By Khutso Maphatsoe | 13 March 2020 | Published on EngineeringNews
For fast-moving consumer goods (FMCG) companies to increase profits and remain cost efficient, value chain software company MACmobile believes that such companies need to consider merging artificial intelligence (AI) with the data generated in their supply chain.
Owing to the amount of data being created, stored and transformed into actionable insights, machine learning and AI will be required to run the logic and calculations.
MACmobile commercial director Andrew Dawson believes that, within a company’s operations, there are sections that can provide increased profits, but are not being explored.

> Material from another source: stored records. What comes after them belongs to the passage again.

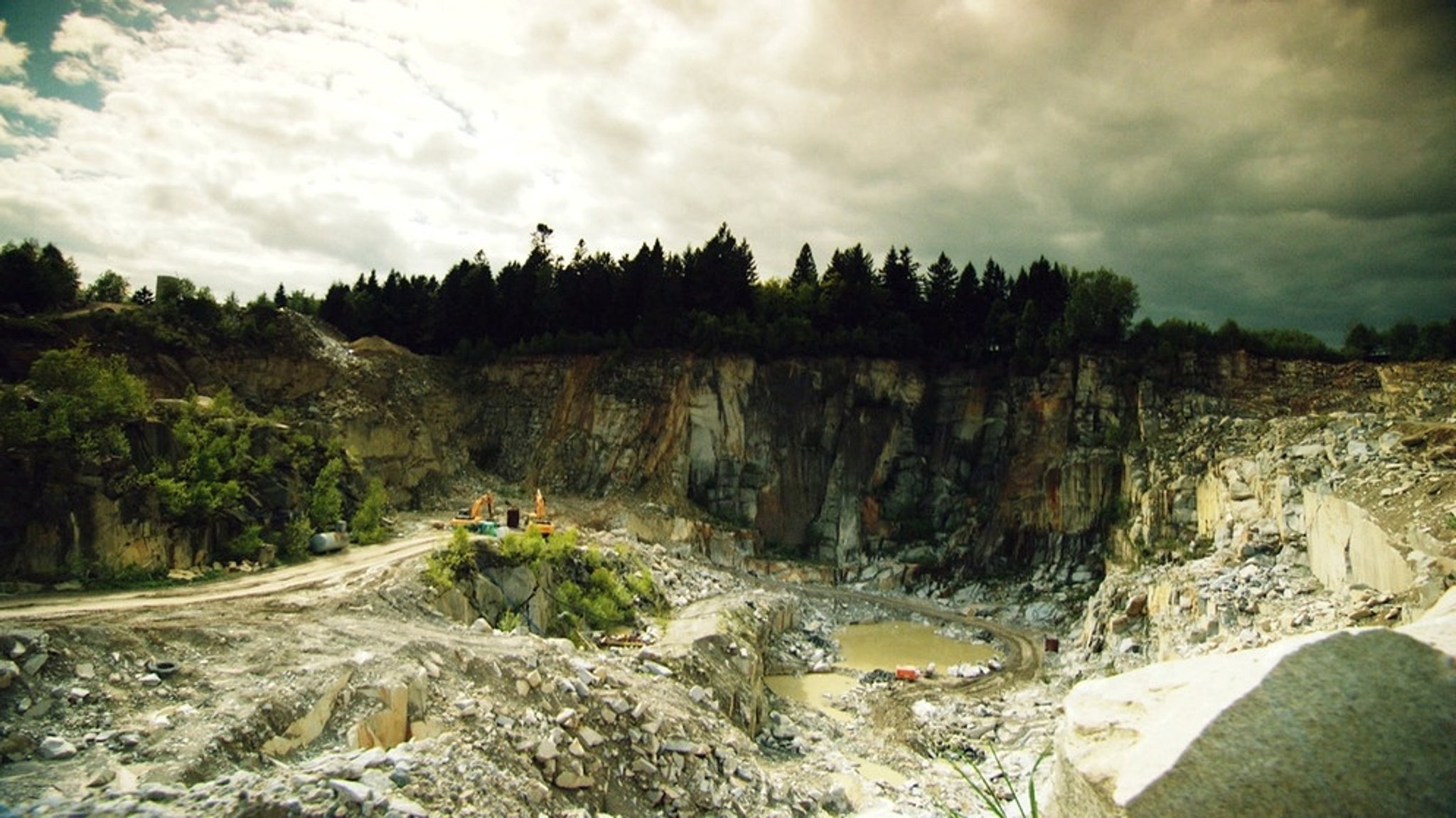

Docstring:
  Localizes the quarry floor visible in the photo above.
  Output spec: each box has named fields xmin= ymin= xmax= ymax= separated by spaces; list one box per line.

xmin=0 ymin=494 xmax=1398 ymax=815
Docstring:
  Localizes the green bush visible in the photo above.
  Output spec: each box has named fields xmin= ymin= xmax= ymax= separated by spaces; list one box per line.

xmin=425 ymin=527 xmax=476 ymax=590
xmin=0 ymin=342 xmax=147 ymax=464
xmin=495 ymin=611 xmax=525 ymax=633
xmin=309 ymin=457 xmax=343 ymax=530
xmin=350 ymin=477 xmax=389 ymax=546
xmin=223 ymin=526 xmax=264 ymax=559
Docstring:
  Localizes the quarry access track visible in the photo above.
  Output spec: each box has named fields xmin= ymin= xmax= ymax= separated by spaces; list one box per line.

xmin=0 ymin=531 xmax=1041 ymax=689
xmin=0 ymin=531 xmax=449 ymax=622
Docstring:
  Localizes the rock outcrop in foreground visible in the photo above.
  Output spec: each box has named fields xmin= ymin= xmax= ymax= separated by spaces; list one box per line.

xmin=1053 ymin=582 xmax=1456 ymax=818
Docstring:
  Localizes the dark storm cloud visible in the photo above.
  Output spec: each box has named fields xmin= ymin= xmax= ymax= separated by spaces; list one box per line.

xmin=0 ymin=0 xmax=1456 ymax=341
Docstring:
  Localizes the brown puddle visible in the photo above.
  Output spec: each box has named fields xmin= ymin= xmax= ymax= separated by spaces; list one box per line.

xmin=764 ymin=622 xmax=996 ymax=722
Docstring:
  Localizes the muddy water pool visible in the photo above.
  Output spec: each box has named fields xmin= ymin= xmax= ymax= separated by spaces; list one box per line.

xmin=764 ymin=622 xmax=996 ymax=722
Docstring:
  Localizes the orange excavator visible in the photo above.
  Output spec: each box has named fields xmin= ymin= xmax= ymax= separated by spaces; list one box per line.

xmin=527 ymin=489 xmax=556 ymax=537
xmin=450 ymin=492 xmax=495 ymax=527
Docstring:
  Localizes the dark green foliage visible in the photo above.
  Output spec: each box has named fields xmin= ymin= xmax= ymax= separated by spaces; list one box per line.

xmin=0 ymin=239 xmax=80 ymax=314
xmin=1061 ymin=268 xmax=1139 ymax=348
xmin=1344 ymin=319 xmax=1456 ymax=361
xmin=789 ymin=242 xmax=818 ymax=290
xmin=350 ymin=477 xmax=389 ymax=546
xmin=499 ymin=530 xmax=663 ymax=637
xmin=0 ymin=337 xmax=342 ymax=583
xmin=309 ymin=457 xmax=343 ymax=530
xmin=425 ymin=528 xmax=479 ymax=590
xmin=0 ymin=344 xmax=147 ymax=464
xmin=82 ymin=270 xmax=131 ymax=304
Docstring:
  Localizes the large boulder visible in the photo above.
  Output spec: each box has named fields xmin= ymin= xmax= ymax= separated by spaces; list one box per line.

xmin=1049 ymin=590 xmax=1456 ymax=818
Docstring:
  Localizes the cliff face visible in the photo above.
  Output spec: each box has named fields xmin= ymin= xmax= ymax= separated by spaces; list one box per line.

xmin=7 ymin=305 xmax=1456 ymax=584
xmin=464 ymin=356 xmax=1130 ymax=566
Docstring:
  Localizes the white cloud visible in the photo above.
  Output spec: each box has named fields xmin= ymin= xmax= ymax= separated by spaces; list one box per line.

xmin=0 ymin=21 xmax=31 ymax=80
xmin=51 ymin=11 xmax=140 ymax=85
xmin=0 ymin=0 xmax=1456 ymax=337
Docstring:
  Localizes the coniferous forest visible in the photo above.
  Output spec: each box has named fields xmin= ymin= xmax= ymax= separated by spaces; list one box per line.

xmin=0 ymin=224 xmax=1456 ymax=362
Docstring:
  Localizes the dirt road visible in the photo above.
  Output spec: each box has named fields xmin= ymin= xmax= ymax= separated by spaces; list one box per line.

xmin=0 ymin=531 xmax=449 ymax=622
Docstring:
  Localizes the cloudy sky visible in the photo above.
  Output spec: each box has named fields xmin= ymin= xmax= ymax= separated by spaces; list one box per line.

xmin=0 ymin=0 xmax=1456 ymax=342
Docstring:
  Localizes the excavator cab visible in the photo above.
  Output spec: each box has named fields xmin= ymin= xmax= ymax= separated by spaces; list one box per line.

xmin=525 ymin=489 xmax=556 ymax=537
xmin=450 ymin=492 xmax=495 ymax=528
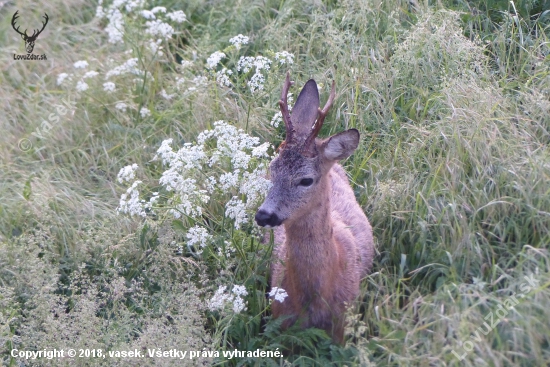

“For example, you are running a distribution business and you have six distribution centres that distribute to 20 wholesalers, who, in turn, distribute to the retail industry. One of the wholesalers has sales on a particular stock that is consistent with 16 of its retail entities and the product is not being bought at four of the retailers because of religious, cultural or competitive reasons. If the distributor is not aware of this, the distribution centres will have ‘dead stock’ because the product is not being sold.”
Identifying the reasons for their retail market not buying a particular product will enable distributors to identify where profit can be leveraged or maximised rapidly by moving the stock into other centres.
“Having ‘dead stock’, or stock that is not moving in the distribution centre, is wasting money. That stock not moving or being sold will result in money being wasted. This is an area where data interpretation can make a difference on profitability,” he says.
However, Dawson points out that technology in the FMCG industry needs to be combined, as he has found that a software company can supplies a FMCG company with mobility in the form of a mobile application running on a smartphone.
The processes and parties in the supply chain would generally translate to there being three sets of technologies in the supply chain, but they do not link from a data collaboration perspective.
The manufacturer typically runs a manufacturing resource planning solution that manages the production of stock. The distribution and warehousing typically runs a warehouse management solution and distribution management solution to manage inventory levels and fleet management. The sales and delivery and the face of the supply chain, typically runs some form of customer relationship management or order/invoice application to capture sales and deliveries.
All processes and software sit on top of some form of enterprise resource planning or accounting solution to run the financials.
FMCG companies need to delve into the merging of data from all segments of their supply chain using AI to historically trace data from the past three to five years to start maximising their profits, says Dawson.
Consequently, the companies could then overlay the collected data onto their forecast for the next year or two u sing machine learning, he adds.
“This will start giving clear ideas on trends and trend analyses, and that is where FMCG companies can become cost efficient – by understanding the various factors that form part of the market.”
Using technology will enable distributors to acquire feedback on all their products through the amount of data that is collected. “A trained professional might be able to identify the trends, but using AI will identify them much quicker,” he highlights.
Although there are various platforms available that can be used to collect and analyse data, the challenge is to synchronise the different data streams to work as one, Dawson concludes.